Resolution criteria
Each month option resolves YES if, during that calendar month (UTC), at least one of Google, OpenAI, or Anthropic makes a new large language model (LLM) publicly available beyond a private waitlist in any of: their consumer apps (Gemini/ChatGPT/Claude) or developer platforms/APIs (OpenAI API, Google AI Studio/Vertex AI, Anthropic API/AWS Bedrock/Vertex AI). “Publicly available” includes GA or an open preview accessible without individual approval. If availability and announcement fall in different months, use the first month of broad availability.
“New LLM” = a newly named model or sub‑variant with a distinct model identifier added to the company’s official model/catalog (e.g., Gemini 2.5 Flash‑Lite, Claude Sonnet 4, OpenAI o3/o4‑mini/GPT‑4.5). Routine snapshot updates, pricing/context changes, UI features, or pure renames do not count. Anonymous or cloaked models do not count - if a cloaked model such as Horizon Alpha were released in one month and a company publicly claims it in the next, this market would count that model as released in the second month.
Specialized coding models such as OpenAI's codex models, image generation models, or other special purpose models do not count.
In the case of ambiguity the market will err on resolving no. In case of ambiguity about whether there is ambiguity I will use my judgement.
Evidence must be from the company’s official pages (any one suffices):
OpenAI blog or Help Center release notes. (openai.com)
Google DeepMind/Google AI blog or Gemini models docs. (blog.google)
Anthropic news/docs model lists. (anthropic.com)

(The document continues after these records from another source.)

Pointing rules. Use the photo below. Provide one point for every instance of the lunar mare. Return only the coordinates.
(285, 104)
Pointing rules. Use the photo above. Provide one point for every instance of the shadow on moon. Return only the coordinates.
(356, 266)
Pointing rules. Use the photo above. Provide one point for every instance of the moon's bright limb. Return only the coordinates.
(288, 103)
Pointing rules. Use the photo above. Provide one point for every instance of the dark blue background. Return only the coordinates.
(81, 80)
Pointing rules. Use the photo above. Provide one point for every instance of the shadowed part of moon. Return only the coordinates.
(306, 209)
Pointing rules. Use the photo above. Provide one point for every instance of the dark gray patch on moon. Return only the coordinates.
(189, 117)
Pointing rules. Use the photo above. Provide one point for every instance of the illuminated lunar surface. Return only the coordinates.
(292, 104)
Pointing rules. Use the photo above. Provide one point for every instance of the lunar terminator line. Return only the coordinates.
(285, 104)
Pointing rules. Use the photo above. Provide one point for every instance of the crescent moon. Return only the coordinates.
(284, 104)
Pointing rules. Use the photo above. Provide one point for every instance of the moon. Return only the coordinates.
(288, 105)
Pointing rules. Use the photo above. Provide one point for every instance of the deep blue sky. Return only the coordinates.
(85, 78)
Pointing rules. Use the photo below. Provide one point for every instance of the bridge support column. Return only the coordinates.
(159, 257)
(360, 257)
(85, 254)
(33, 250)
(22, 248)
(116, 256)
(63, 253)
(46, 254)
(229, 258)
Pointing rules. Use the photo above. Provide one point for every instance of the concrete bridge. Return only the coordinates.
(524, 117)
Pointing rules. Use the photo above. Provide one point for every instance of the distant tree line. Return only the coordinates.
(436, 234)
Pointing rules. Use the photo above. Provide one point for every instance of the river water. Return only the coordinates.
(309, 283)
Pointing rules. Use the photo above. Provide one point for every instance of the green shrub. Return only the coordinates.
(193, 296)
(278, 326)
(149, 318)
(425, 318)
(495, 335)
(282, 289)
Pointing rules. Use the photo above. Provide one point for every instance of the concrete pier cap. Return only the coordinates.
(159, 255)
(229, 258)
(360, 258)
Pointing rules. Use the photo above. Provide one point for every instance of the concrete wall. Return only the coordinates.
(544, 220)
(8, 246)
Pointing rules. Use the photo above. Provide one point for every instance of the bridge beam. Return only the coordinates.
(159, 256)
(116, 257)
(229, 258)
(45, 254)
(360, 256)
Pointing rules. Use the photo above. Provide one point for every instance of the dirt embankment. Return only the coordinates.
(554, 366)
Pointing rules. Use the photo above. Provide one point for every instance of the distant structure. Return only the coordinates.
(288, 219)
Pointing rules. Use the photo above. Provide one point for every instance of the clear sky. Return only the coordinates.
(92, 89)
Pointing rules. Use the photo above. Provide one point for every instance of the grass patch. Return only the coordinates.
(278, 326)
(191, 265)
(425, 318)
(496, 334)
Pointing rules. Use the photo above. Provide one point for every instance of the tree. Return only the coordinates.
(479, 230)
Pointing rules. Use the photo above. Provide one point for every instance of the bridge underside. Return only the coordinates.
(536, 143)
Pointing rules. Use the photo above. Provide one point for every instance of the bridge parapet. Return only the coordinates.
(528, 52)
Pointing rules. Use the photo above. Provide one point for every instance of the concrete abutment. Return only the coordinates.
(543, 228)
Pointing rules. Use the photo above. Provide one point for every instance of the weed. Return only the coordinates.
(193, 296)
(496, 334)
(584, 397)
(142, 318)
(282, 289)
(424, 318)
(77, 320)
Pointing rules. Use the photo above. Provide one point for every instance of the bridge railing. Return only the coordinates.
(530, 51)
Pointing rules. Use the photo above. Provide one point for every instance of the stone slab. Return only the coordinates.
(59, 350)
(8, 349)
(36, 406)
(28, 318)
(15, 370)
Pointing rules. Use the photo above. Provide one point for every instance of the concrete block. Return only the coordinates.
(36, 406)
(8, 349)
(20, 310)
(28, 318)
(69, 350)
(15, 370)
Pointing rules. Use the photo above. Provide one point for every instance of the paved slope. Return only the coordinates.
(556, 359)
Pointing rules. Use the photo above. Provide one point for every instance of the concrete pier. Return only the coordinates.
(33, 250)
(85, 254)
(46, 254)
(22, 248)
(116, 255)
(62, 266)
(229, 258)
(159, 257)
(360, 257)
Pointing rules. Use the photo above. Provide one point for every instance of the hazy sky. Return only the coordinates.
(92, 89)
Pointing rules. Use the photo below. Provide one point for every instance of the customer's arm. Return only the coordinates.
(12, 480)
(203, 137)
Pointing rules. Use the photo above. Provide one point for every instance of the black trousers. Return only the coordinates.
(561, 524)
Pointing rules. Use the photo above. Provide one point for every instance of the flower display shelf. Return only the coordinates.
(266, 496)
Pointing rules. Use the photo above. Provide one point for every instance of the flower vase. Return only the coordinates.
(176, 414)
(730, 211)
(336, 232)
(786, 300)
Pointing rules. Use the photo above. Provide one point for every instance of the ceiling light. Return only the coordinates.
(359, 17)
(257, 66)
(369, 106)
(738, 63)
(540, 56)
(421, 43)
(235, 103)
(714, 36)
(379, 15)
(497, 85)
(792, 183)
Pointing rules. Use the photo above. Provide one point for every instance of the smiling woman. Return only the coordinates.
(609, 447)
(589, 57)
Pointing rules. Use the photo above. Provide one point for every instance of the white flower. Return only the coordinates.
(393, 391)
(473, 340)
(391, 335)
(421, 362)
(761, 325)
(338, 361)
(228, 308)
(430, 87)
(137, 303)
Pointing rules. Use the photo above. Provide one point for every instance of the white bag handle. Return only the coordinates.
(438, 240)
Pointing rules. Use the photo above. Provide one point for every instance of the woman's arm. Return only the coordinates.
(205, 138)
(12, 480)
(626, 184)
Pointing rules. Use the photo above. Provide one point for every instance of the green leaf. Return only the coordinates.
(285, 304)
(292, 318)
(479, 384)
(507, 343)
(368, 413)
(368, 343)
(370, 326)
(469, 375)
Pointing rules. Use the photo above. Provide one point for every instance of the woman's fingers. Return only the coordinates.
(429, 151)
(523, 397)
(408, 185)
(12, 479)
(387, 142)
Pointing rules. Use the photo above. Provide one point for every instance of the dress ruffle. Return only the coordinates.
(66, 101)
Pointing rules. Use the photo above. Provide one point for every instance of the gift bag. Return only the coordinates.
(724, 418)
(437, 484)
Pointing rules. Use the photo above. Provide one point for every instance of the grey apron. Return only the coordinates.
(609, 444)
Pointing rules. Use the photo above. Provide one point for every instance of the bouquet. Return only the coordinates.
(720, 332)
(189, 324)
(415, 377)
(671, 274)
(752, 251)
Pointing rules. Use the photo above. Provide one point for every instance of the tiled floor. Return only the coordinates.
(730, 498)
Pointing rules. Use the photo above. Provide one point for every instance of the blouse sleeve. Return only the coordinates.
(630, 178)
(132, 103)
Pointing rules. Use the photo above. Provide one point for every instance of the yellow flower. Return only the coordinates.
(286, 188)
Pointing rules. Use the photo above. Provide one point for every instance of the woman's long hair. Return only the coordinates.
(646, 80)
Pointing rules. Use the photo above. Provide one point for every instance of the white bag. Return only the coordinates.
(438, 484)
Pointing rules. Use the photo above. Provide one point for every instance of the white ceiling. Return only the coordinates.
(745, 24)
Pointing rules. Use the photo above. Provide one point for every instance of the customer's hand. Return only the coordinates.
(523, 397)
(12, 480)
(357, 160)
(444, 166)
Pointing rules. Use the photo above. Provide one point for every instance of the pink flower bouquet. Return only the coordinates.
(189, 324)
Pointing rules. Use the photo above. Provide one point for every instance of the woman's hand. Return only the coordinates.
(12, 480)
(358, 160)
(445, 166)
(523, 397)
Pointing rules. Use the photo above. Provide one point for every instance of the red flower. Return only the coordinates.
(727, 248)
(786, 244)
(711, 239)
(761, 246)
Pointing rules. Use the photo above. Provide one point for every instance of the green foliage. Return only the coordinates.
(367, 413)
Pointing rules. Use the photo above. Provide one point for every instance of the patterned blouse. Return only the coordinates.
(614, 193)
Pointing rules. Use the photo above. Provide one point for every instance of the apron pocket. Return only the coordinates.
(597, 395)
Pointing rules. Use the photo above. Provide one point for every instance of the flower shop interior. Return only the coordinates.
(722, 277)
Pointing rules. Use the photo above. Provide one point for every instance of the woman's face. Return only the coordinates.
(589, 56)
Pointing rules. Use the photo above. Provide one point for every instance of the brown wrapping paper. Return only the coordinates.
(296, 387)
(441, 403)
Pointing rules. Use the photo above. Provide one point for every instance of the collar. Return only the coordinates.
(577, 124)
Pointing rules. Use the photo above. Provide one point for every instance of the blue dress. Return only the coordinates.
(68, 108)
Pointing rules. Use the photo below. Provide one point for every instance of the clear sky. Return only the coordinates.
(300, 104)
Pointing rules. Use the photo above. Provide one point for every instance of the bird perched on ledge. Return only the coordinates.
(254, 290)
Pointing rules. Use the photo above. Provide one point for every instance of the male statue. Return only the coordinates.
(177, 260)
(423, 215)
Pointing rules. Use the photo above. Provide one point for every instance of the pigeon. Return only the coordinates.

A month resolves NO if none of the three release a qualifying new LLM in that month. If multiple releases occur in a month, the option still resolves YES once. If a model is briefly released and pulled, it counts if availability lasted ≥24 hours and was documented by the above sources.
Considerations
Companies often “announce” before GA; this market uses the first month of broad availability. Experimental/preview models count only if openly accessible (no private tester gate).
Releases via partner platforms (AWS Bedrock, Vertex AI) count if they debut there first.
Minor updates to existing models (e.g., improved 2.5 Flash without a new model name) do not qualify; new named variants like “2.5 Flash‑Lite” or “Opus 4.1” do.